I suggested that perhaps we could focus on the great ballplayers who had worn both uniforms. Players such as Daryl Strawberry, Dock Ellis, Tony Fernandez, Dwight Gooden, Ricky Henderson, David Cone, Al Leiter, Yogi Berra… People in the beer line who had not been verbalizing their opinions were nodding their heads. The two antagonists starting naming players, too. I felt a small buzz. My beer line comments had diffused a brewing crisis. I had nipped it in the Bud.

A few years ago my wife and I were at a Steely Dan concert at the California Mid-State Fair in Paso Robles. There was a woman a couple rows behind us who had obviously consumed way too much alcohol and was still drinking. I asked the attractive and much younger couple next to me whether they had noticed that the volume of alcohol consumed was correlated to the loudness of that person’s cackling? They laughed. They had made the same comment to each other. I asked why they were amongst mostly older folks at the concert. They answered and asked me a similar question.

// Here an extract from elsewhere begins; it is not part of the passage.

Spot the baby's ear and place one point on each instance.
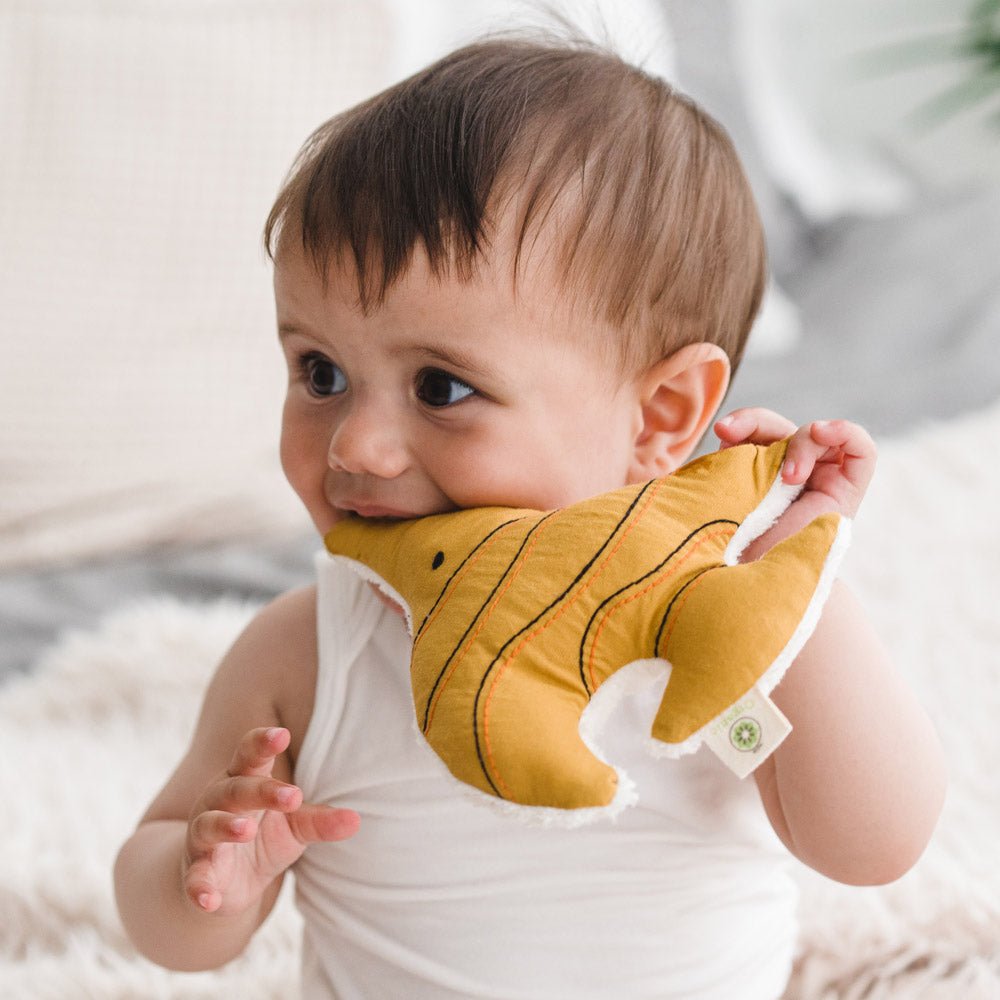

I explained that I had had a backstage pass to interview the band after an El Paso concert 40 some years before on Steely Dan’s first tour as Steely Dan. I remember the couple laughing when I told them that Steely Dan had taken the band’s name from a steam-powered dildo in the novel The Naked Lunch. Ahh. Good times with strangers, except for that drunk behind us.

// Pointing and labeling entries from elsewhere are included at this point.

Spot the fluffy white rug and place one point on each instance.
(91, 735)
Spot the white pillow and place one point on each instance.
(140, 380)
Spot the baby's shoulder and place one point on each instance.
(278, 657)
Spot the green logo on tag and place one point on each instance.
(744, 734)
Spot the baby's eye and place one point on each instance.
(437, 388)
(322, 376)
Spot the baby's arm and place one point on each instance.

And last year I struck up a conversation with a Japanese American gentleman from Orange County who happened to be watching the 4th of July parade with us in Monterey, California. As we saw the Monterey County Republican Party parade entry walk by with Trump MAGA signs he told me how his parents had met at a California Japanese American internment camp (Manzanar) during WWII.

I guess the lesson here is that what I really miss is interacting with family and friends but every now and then strangers can add something positive to my life as well. Be safe. Be covered. Be smart. Socially distance. And avoid being yelled at by strangers with KKK signs, MAGA hats, swastikas and angry spittle. It’s not good for you.